To minimize the preferential amplification of smaller DNA molecules by PCR, we tested different PCR conditions and commercially available long-range PCR mixes such as the KAPA Long Range PCR Kit and the QIAGEN Long Range PCR Kit (Supplementary Material). Both are advertised to amplify DNA fragments longer than 10 kb. From our results, we concluded that amplification of the TruSeq library with the long-range PCR mixes or various PCR conditions did not lead to better results (e.g., longer PCR products). We preferred using Kapa HiFi for subsequent reactions as this enzyme has minimal GC bias and high proof-reading activity (12).
The SageELF is designed to fractionate DNA into 12 separate elution wells with defined fragment sizes. SageELF size selection of a 5-μg TruSeq library yielded ~4.3 μg of DNA (87% recovery).

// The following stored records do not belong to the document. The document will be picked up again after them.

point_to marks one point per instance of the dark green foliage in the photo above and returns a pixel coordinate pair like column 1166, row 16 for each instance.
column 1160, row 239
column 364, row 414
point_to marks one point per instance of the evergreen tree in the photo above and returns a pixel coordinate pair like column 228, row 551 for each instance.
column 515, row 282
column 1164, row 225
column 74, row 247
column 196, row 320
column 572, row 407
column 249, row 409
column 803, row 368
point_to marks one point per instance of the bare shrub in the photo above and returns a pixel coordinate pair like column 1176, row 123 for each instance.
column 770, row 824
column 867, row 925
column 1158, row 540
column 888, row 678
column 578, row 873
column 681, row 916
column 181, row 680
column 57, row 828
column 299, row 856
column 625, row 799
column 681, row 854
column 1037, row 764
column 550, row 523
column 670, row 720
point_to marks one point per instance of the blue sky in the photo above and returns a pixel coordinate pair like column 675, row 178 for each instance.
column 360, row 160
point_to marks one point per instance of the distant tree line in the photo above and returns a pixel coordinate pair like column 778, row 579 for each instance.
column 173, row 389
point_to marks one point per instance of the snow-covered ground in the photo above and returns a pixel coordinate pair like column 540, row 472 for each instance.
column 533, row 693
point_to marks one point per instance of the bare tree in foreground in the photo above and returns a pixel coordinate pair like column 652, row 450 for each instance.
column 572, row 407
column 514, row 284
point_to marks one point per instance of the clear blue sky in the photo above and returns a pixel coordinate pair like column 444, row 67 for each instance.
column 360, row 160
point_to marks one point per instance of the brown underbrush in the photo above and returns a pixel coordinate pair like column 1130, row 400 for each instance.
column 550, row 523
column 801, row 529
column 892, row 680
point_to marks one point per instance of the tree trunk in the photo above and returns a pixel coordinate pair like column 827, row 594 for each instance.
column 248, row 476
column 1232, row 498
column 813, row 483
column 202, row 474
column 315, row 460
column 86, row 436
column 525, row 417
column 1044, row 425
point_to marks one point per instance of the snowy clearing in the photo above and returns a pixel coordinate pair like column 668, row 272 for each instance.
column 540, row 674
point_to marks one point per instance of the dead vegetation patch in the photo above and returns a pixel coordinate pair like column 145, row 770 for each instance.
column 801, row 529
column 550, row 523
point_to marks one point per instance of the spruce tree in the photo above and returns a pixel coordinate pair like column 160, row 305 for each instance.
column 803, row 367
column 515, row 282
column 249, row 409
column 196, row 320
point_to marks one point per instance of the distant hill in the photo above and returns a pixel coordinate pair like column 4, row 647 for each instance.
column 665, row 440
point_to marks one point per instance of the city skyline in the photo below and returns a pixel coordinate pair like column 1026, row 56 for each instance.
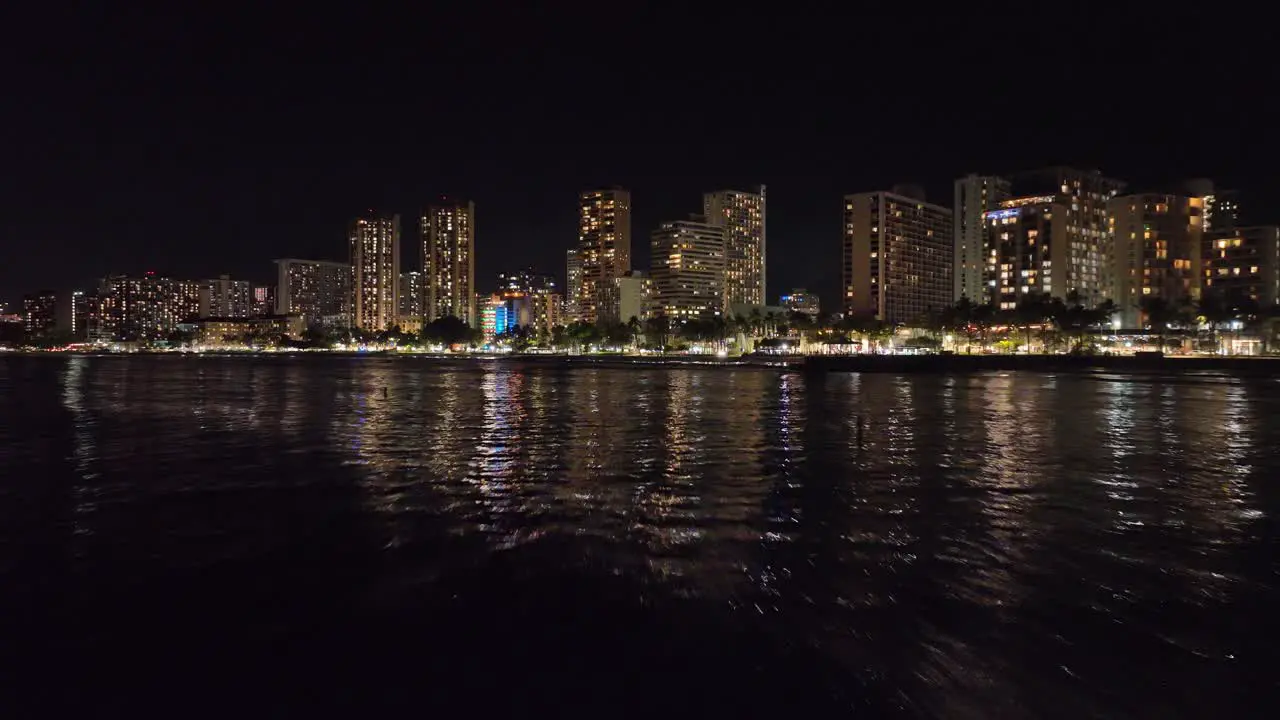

This shows that a single size-selection run using 5 μg of input DNA on the Sage ELF produces enough DNA for a capture approach. This amount can be achieved with one or two Kapa HiFi PCR reactions.
We selected 3 SageELF size fractions (4-kb, 5-kb, and 7-kb) for bait hybridization (Table 1, Figure 2). The DNA/ RNA bait hybridization to capture resistance gene sequences was performed individually on the 4-kb, 5-kb, and 7-kb fractions according to the MYbaits target enrichment protocol but with minor modifications (see “Materials and methods” section).